NAT is popular because:
- It reduces the need for globally routable Internet addresses
- It offers some degree of natural firewall capability and requires little configuration.
Perhaps ironically, the development and eventual widespread use of NAT has contributed to significantly slow the adoption of IPv6. Among its other benefits, IPv6 was intended to make NAT unnecessary.
NAT has several drawbacks:
- Offering Internet-accessible services from the private side requires special configuration because privately addressed systems are not directly reachable from the Internet.
- Every packet in both directions of a connection or association must pass through the same NAT, because the NAT must actively rewrite the addressing information in each packet.
- NATs require connection state on a per-association (or per-connection) basis and must operate across multiple protocol layers, unlike conventional routers. Modifying an address at the IP layer also requires modifying checksums at the transport layer (see Chapters 10 and Chatper 13 regarding the pseudoheader checksum)
- Some applications protocols, especially those that send IP addressing information inside the application-layer payload, such as File Transfer Protocol (FTP) and Session Initiation Protocol (SIP), require a special application-layer gateway function that rewrites the application content in order to work unmodified with NAT or other NAT traversal methods that allow the applications to determine how to work with the specific NAT they are using.
Despite its shortcomings, NATs are very widely used, and most network routers support it; NAT supports the basic protocols (e.g., e-mail, Web browsing) that are needed by millions of client systems accessing the Internet every day.
A NAT works by rewriting the identifying information in packets transiting through a router. Most commonly NAT involves rewriting the source IP address of packets as they are forwarded in one direction and the destination IP addresses of packets traveling in the reverse direction. This allows the source IP address in outgoing packets to become one of the NAT router’s Internet-facing interfaces instead of the originating host’s. Thus, to a host on the Internet, packets coming from any of the hosts on the privately addressed side of the NAT appear to be coming from a globally routable IP address of the NAT router.
Most NATs perform both translation and packet filtering, and the packet-filtering criteria depend on the dynamics of the NAT state. The choice of packet-filtering policy may have a different granularity. For example, the treatment of unsolicited packets (those not associated with packets originating from behind the NAT) received by the NAT may depend on source and destination IP address and/or source and destination port number. [p305]

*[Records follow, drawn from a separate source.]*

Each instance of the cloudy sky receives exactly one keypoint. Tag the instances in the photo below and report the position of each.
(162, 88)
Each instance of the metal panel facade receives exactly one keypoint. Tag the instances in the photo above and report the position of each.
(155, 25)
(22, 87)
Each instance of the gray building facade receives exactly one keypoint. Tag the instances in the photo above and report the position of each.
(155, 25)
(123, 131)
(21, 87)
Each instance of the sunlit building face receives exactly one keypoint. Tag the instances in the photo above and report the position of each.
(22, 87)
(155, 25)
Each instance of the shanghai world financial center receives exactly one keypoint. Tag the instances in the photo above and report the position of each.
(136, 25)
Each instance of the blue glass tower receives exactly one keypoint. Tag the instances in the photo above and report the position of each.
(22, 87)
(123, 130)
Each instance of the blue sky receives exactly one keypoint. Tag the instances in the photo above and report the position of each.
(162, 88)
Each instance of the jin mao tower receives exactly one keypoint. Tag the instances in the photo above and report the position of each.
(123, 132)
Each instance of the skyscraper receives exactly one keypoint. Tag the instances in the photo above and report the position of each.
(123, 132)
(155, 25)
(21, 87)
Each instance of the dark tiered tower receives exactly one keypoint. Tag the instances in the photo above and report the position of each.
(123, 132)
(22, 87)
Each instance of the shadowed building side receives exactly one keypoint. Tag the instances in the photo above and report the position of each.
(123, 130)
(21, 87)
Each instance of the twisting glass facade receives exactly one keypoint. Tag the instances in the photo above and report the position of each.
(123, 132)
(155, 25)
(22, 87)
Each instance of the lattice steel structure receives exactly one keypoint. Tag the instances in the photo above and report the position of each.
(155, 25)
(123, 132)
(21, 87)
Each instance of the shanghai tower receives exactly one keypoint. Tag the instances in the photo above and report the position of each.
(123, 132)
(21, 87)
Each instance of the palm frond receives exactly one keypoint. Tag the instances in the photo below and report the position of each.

Traditional NAT: Basic NAT and NAPT¶
Traditional NAT includes both:
- Basic NAT. It performs rewriting of IP addresses only: a private address is rewritten to be a public address, often from a pool or range of public addresses supplied. This type of NAT is not the most popular because it does not help to dramatically reduce the need for (globally routable) IP addresses.
- Network Address Port Translation (NAPT), also known as IP masquerading. It uses transport-layer identifiers (i.e., ports for TCP and UDP, query identifiers for ICMP) to differentiate which host on the private side of the NAT is associated with a particular packet. This allows a large number of internal hosts to access the Internet simultaneously using a limited number of public addresses, often only a single one.
See the following figure for the distinction between basic NAT and NAPT:
The addresses used in a private addressing realm "behind" (or "inside") a NAT are not enforced by anyone other than the local network administrator. It is possible and acceptable for a private realm to make use of global address space. However, local systems in the private realm would most likely be unable to reach the public systems using the same addresses because the close proximity of the local systems would effectively "mask" the visibility of the farther-away systems using the same addresses. To avoid this, three IPv4 address ranges are reserved for use with private addressing realms: 10.0.0.0/8, 172.16.0.0/12, and 192.168.0.0/16, which are often used as default values for address pools in embedded DHCP servers
NAT provides some degree of security, similar to a firewall [p306]:
- By default, systems on the private side (using private addresses) of the NAT cannot be reached from the Internet.
- A common policy allows almost all outgoing and returning traffic (associated with outgoing traffic) to pass through the NAT but blocks almost all incoming new connection requests. This behavior inhibits "probing" attacks that attempt to ascertain which IP addresses have active hosts available to exploit.
- A NAT (especially a NAPT) "hides" the number and configuration of internal addresses from the outside. NAT helps by providing topology hiding.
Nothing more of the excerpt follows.